At least twelve people were killed across the provinces and others were stated to be missing. In addition to that, two more fatalities were reported in King Sabata Dalindyebo Local Municipality (Eastern Cape Province), and one person in Komani Town (formerly Queenstown). Several people were evacuated in Lekwa Local Municipality and residents in the area of Vaal, Vanderkloof, and Bloemhof dams along the Orange River (Northern Cape Province) were invited to evacuate after controlled water discharge operate by local authorities. In Mpumalanga province, about 300 families have been evacuated.

The South African Weather Service predicted "persistent and heavy" rains ahead, with the risk of further flooding due to "waterlogged soils and saturated rivers".

In response to the floods, President Cyril Ramaphosa declared on February 13 the State of National Disaster in seven provinces.

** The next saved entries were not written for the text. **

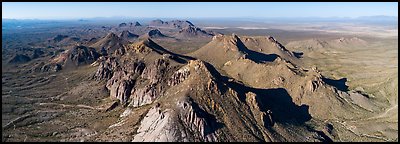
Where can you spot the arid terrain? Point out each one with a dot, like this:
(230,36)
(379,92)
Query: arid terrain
(174,80)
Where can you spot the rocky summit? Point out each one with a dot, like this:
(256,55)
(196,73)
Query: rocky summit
(174,81)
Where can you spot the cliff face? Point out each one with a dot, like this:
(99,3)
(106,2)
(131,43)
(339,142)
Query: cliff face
(190,100)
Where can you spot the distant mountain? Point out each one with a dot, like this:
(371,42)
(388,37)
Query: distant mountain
(127,35)
(109,43)
(180,24)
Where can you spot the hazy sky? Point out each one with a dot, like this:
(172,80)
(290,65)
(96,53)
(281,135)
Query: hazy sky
(68,10)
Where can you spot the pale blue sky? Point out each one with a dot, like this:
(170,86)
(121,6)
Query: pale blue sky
(71,10)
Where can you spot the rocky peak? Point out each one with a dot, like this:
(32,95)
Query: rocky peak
(122,25)
(127,35)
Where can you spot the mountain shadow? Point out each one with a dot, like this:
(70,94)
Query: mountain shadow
(339,84)
(276,101)
(255,56)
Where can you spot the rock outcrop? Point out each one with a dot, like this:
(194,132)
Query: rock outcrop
(19,58)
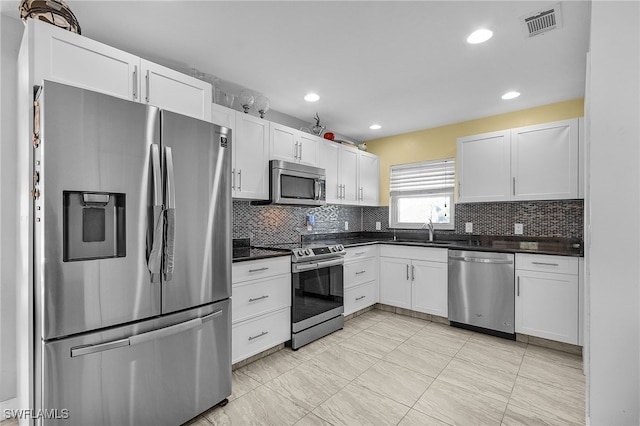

On 23 March, heavy rainfall caused flash flooding in parts of the Eastern Cape. The worst affected municipalities were Ingquza Hill, King Sabata Dalindyebo, and Port St Johns. Local authorities reported at least three people died and one was reported missing. The flooding caused collapsed bridges, limiting movement in the flood-hit Port St Johns area.

The cost of the damage was estimated to be around R4.5 billion in Eastern Cape and R337 million in Mpumalanga.

==September, Western Cape==

Further floods hit Western Cape in September 2023.

==December, KwaZulu-Natal==

On 30 December, Flash flooding killed 21 people in KwaZulu-Natal, South Africa.